I noted in a previous column for the Irish News that it was increasingly difficult to avoid the conclusion that the Good Friday Agreement was 'dead in the water.' Its fate was always going to depend on a willingness of a majority of both unionists and nationalists to implement it in good faith and with common purpose; but it became apparent fairly quickly that that wasn't going to happen. And when the DUP and Sinn Féin cut their own self-sustaining, self-serving deal in 2007 they did so at the expense of the integrity of the Good Friday Agreement.

Mary Lou McDonald noted on Tuesday: "Arlene Foster left the UUP which supported the Good Friday Agreement to join the anti-agreement DUP. It appears the DUP leader has learnt nothing over the past 15 years." Actually, what the DUP learnt was that being very lukewarm about the agreement did them no harm at all at the ballot box. The UUP has continued its slide, with over half of its 1998 vote drifting off to the DUP. A smaller section has also drifted to the even more anti-agreement TUV. And we now know, from Martin McGuinness's resignation letter in January 2017, that Sinn Féin had long been aware of the DUP's disinterest in the agreement: a disinterest that didn't prevent Sinn Féin remaining in government with them between May 2007 and December 2016.

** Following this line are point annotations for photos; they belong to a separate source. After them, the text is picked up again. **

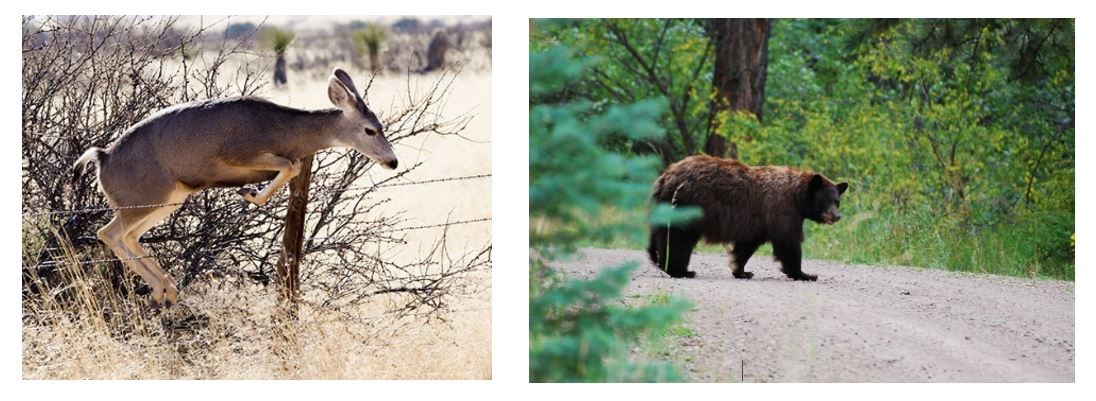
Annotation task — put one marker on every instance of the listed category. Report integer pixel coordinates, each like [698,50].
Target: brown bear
[743,205]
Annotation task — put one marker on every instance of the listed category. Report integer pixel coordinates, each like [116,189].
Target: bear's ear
[817,183]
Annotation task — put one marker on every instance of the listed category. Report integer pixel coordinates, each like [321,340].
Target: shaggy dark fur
[743,205]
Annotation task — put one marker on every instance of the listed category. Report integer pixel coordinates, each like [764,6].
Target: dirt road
[860,323]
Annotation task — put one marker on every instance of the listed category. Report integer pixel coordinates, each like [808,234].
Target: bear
[744,207]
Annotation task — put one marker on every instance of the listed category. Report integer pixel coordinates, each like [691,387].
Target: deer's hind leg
[286,170]
[168,291]
[114,236]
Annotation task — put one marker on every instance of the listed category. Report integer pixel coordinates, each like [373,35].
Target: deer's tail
[80,168]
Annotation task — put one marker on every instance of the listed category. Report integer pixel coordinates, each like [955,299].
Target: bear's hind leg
[740,254]
[790,256]
[657,247]
[681,247]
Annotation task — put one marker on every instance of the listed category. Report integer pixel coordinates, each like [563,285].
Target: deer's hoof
[247,191]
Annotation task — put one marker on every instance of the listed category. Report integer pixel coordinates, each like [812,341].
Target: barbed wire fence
[399,229]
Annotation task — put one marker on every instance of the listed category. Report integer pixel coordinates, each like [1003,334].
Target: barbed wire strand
[94,261]
[93,209]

History moves on. Circumstances change. And existing agreements either accommodate those changes or get replaced by new agreements. If there remains a desire for unionists and nationalists to work together in a post-Brexit Northern Ireland (and let's not forget that Northern Ireland remains in the UK until a border poll decides otherwise) then some tinkering with the agreement will be required. That was mentioned during the referendum campaign, so shouldn't come as a shock to anyone.

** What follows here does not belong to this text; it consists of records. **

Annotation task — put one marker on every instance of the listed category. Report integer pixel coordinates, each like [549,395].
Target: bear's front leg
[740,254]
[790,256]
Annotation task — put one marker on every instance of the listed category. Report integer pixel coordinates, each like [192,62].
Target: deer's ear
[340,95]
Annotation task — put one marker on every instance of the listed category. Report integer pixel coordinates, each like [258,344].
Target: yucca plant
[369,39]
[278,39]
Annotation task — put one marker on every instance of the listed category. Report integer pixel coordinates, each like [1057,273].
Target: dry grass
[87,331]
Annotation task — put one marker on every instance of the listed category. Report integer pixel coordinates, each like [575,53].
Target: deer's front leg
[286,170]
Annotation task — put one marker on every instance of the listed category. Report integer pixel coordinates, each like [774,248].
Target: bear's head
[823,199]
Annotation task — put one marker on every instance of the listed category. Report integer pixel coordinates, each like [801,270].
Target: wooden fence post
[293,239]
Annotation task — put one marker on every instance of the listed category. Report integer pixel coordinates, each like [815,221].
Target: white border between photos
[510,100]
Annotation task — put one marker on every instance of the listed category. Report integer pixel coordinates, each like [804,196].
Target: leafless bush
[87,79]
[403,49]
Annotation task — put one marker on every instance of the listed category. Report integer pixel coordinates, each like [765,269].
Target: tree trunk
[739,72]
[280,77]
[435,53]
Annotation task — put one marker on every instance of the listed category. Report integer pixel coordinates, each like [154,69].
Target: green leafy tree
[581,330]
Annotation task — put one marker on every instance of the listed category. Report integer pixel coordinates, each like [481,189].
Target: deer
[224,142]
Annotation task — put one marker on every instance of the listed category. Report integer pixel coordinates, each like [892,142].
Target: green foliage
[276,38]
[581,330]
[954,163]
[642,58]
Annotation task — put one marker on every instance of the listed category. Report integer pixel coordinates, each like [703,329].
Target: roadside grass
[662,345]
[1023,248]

But if, post-Brexit, nationalism shifts its priority to Irish unity rather than the existing political/electoral institutions in Northern Ireland, then there won't, in fact, be any need for the Good Friday Agreement. It's also worth mentioning that if there was a 'bespoke' arrangement for Northern Ireland remaining in both the UK and in the EU (through the single market and customs union, which is, I think, very unlikely) then there would still have to be some tinkering with the agreement. I'm pretty sure SF and the SDLP would be ok with that. I can't imagine there'd be anyone from either party grandstanding on the sacrosanctity of the agreement at that point.

One thing I've learned about local politics. Nothing is sacrosanct. Nothing is set in stone. Anything, everything, can be changed.